FXAA Sample


Category:  Performance Visuals
Min PC GPU: Fermi -based (GTX 4xx)
Min Tegra Device: Tegra 4

Description

This sample presents a high performance and high quality screen-space software approximation to anti-aliasing called FXAA.

APIs Used

Shared User Interface

The OpenGL samples all share a common app framework and certain user interface elements, centered around the "Tweakbar" panel on the left side of the screen, which lets you interactively control certain variables in each sample.

To show and hide the Tweakbar, simply click or touch the triangular button positioned in the top-left of the view.

Other controls are listed below:

Device Input Result
touch 1-Finger Drag Orbit-rotate the camera
2-Finger Drag Move up/down/left/right
2-Finger Pinch Scale the view
mouse Left-Button Drag Orbit-rotate the camera
Right-Button Drag Move up/down/left/right
Middle-Click Drag Scale the view (up:out, down:in)
keyboard Escape Quit the application
  Tab Toggle Tweakbar visibility
gamepad Start Toggle Tweakbar visibility
  Right Thumbstick Orbit-rotate the camera
  Left Thumbstick Move forward/backward. Slide left/right
  Left/Right Triggers Move up/down

Technical Details

Overview

FXAA is a single-pass, screen-space, anti-aliasing technique designed for producing high-quality images with low performance impact. The included code and sample use FXAA version 3.11, the latest version available as of this writing.

Figure 1: No AA vs FXAA

The technique targets aliasing both on triangle edges and within shader results. It has logic to reduce single-pixel and sub-pixel aliasing, which one can see clearly in the reduction of stipple aliasing in Figure 1.

Usage

FXAA is designed to be easy to integrate into a single pixel shader and it runs as a single-pass filter on a single-sample color image. Depending on the engine, there may be a performance advantage in merging FXAA into an existing post-processing pass. For example, the following can be done in a single full screen pass: FXAA + composite bloom results + color grading + adding film noise.
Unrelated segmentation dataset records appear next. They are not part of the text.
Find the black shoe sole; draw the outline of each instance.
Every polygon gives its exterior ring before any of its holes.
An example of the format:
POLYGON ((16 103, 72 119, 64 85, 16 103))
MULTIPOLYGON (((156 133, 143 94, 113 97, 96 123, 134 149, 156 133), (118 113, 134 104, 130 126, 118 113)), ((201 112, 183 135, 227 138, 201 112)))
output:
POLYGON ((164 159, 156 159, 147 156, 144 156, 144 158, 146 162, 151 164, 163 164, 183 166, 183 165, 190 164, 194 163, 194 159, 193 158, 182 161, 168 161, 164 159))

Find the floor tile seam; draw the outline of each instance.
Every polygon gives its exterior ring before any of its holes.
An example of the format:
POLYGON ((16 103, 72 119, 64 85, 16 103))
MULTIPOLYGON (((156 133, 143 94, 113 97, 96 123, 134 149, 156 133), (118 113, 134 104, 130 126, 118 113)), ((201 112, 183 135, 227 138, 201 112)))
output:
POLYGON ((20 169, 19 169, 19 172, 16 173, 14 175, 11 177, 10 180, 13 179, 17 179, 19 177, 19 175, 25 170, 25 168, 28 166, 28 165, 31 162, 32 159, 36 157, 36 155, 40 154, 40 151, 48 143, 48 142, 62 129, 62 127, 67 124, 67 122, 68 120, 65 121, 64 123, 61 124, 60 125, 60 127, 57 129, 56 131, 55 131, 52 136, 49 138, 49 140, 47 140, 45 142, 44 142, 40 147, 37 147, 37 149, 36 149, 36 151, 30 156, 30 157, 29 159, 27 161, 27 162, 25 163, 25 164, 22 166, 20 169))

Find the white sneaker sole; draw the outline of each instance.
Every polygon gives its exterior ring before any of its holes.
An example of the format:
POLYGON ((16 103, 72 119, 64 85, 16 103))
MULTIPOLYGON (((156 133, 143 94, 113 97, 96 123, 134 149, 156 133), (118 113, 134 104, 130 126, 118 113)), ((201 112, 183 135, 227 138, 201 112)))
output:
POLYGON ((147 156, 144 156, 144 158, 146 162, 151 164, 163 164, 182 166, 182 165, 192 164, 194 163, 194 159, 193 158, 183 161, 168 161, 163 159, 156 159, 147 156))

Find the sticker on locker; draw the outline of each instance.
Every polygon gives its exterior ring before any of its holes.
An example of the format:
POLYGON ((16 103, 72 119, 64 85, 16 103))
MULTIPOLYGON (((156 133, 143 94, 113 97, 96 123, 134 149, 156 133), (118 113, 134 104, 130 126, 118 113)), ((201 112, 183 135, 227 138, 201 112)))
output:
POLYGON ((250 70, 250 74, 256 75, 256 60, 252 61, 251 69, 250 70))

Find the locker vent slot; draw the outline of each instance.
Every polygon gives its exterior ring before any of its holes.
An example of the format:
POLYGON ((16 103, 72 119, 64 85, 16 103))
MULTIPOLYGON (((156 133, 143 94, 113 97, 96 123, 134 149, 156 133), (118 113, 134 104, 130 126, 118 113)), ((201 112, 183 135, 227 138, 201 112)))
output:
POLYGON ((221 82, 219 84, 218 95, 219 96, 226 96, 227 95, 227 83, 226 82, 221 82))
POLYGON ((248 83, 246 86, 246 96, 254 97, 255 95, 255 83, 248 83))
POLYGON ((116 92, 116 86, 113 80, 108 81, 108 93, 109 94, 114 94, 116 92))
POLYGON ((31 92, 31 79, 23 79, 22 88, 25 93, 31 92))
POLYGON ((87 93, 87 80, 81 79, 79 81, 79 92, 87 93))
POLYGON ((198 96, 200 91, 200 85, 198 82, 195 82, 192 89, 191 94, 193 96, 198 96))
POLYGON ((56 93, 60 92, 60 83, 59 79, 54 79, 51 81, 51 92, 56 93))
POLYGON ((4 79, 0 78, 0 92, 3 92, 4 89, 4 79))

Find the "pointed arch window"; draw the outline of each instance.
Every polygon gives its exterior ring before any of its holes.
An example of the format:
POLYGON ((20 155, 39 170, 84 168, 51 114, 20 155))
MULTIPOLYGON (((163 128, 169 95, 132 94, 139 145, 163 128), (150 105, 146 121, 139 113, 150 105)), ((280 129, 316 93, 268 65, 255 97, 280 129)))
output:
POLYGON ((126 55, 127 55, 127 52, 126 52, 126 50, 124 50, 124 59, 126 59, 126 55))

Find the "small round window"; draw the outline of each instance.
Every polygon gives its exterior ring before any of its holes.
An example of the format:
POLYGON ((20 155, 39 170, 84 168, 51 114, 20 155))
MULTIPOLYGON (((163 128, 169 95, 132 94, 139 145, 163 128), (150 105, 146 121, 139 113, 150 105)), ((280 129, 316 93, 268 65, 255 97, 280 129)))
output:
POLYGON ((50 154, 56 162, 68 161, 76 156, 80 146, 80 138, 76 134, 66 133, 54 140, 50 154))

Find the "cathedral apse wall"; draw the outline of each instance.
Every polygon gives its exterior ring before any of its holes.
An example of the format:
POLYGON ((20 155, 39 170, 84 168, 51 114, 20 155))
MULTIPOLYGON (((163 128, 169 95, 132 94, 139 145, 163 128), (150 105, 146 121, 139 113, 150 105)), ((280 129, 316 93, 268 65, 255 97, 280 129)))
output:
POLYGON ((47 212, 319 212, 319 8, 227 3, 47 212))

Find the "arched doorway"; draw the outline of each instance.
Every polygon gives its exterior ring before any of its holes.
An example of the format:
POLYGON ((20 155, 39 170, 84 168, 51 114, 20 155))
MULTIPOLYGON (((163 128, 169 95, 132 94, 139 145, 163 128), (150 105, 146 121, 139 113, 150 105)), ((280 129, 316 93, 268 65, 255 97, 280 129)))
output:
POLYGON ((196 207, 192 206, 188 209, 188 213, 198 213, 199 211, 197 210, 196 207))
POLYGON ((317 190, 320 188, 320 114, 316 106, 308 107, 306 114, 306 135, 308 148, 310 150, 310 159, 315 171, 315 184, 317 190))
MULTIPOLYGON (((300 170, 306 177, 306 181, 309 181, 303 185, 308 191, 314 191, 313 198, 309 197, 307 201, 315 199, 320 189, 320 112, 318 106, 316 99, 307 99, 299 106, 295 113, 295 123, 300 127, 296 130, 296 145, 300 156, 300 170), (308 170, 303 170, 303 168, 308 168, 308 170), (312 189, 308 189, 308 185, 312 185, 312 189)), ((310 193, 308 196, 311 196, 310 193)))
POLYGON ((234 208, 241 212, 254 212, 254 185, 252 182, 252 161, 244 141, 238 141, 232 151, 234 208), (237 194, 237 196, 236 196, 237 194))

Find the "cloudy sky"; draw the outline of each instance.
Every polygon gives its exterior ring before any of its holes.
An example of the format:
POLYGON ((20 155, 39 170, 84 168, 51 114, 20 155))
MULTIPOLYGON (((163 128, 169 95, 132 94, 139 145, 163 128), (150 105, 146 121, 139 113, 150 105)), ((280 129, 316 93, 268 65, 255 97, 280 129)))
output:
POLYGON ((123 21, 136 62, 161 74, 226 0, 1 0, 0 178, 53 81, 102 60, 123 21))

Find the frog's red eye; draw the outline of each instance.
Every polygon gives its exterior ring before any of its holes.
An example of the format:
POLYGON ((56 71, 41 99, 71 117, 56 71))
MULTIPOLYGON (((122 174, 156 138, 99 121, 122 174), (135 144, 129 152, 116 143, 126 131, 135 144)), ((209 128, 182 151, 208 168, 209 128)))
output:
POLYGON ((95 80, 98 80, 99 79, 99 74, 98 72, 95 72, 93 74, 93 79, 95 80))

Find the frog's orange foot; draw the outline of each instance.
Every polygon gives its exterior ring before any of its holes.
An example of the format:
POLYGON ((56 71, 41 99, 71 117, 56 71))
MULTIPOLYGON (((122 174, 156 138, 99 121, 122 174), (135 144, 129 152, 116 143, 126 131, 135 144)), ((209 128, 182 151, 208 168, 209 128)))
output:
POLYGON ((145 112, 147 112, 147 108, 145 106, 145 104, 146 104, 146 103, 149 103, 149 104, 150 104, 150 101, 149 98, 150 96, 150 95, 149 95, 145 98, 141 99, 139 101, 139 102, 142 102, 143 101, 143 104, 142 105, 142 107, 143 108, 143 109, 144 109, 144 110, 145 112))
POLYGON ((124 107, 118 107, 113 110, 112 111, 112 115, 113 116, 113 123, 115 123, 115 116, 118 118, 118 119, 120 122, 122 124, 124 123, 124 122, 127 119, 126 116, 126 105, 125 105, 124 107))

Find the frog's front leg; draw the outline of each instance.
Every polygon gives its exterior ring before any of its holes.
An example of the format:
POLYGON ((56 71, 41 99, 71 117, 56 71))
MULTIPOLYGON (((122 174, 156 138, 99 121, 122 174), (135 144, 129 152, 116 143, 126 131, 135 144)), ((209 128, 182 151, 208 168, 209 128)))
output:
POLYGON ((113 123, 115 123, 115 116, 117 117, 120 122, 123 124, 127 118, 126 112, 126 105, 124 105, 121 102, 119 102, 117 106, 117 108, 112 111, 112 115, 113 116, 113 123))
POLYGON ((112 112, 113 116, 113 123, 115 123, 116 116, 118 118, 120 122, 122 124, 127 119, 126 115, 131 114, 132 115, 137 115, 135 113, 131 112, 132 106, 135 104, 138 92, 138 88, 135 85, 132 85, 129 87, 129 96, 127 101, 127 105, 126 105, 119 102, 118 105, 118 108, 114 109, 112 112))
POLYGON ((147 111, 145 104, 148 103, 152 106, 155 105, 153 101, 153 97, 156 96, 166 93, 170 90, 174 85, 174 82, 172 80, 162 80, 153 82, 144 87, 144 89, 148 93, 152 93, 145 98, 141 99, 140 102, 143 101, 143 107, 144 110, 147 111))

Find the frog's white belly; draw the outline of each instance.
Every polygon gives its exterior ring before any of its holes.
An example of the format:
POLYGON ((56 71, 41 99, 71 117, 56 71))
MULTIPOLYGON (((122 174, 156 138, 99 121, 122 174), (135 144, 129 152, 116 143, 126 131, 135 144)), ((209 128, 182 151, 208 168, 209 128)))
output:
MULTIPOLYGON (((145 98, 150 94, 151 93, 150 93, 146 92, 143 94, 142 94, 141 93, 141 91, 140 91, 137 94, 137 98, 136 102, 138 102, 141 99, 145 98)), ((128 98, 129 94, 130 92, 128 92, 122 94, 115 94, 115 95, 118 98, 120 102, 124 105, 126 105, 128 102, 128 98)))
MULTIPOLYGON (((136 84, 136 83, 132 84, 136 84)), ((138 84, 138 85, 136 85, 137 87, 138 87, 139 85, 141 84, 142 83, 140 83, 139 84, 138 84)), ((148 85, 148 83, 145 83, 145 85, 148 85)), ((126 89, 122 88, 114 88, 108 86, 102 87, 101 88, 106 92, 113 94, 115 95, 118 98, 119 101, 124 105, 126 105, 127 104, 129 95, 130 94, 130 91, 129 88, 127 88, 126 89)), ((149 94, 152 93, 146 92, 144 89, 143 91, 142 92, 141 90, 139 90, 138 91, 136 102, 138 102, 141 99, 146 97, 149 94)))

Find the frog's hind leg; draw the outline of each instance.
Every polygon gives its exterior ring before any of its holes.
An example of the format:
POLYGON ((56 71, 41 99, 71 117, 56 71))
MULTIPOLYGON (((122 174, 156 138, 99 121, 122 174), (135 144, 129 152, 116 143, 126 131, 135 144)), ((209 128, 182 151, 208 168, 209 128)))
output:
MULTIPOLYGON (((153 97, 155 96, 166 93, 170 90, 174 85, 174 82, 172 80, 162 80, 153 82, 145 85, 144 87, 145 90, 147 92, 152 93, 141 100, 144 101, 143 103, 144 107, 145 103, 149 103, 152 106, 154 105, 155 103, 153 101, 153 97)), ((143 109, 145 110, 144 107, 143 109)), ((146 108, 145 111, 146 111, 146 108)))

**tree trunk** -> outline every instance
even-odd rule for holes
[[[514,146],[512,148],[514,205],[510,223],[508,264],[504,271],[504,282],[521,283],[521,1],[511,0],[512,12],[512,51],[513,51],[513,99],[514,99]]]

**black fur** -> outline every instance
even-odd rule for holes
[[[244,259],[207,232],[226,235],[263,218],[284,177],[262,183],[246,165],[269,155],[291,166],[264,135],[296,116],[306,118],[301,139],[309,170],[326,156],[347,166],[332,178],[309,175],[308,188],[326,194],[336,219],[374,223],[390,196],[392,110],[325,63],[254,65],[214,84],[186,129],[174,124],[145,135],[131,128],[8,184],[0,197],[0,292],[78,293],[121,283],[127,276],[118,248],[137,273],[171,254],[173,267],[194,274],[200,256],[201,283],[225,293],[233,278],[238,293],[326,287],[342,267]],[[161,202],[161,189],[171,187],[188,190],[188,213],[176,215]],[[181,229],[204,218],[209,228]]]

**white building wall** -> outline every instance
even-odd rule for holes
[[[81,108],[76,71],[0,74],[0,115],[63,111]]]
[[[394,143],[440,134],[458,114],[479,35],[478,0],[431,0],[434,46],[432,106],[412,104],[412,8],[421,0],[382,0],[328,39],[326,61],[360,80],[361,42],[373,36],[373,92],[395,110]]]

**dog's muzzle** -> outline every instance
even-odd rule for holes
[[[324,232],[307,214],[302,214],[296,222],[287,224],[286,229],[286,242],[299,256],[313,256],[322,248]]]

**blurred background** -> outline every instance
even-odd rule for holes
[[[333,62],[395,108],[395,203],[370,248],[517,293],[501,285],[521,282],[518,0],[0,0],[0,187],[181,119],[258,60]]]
If the engine already has the ability to selectively apply post processing to only the regions which need a given effect — anti-aliasing — and thus FXAA, is likely not needed in areas under strong motion blur or depth of field.

Please refer to the extensively-commented FXAA3_11.h file included in the sample for additional tuning parameters and explanation. Also refer to the original FXAA whitepaper and presentation for additional technical details.

Benefits

FXAA reduces visible aliasing while maintaining sharpness and keeping within a practical ms/frame cost for a typical game engine. For example, on a GTX 460, FXAA costs 0.88ms/frame on 1920x1080 @ 60Hz with default presets. On a GTX 560, the time drops to 0.39ms/frame with the same scene and settings.

Further, FXAA provides not only a memory advantage over MSAA, especially on stereo and multi-display render targets or back buffers, but also a significant performance advantage for deferred rendering over using MSAA and shading multiple samples.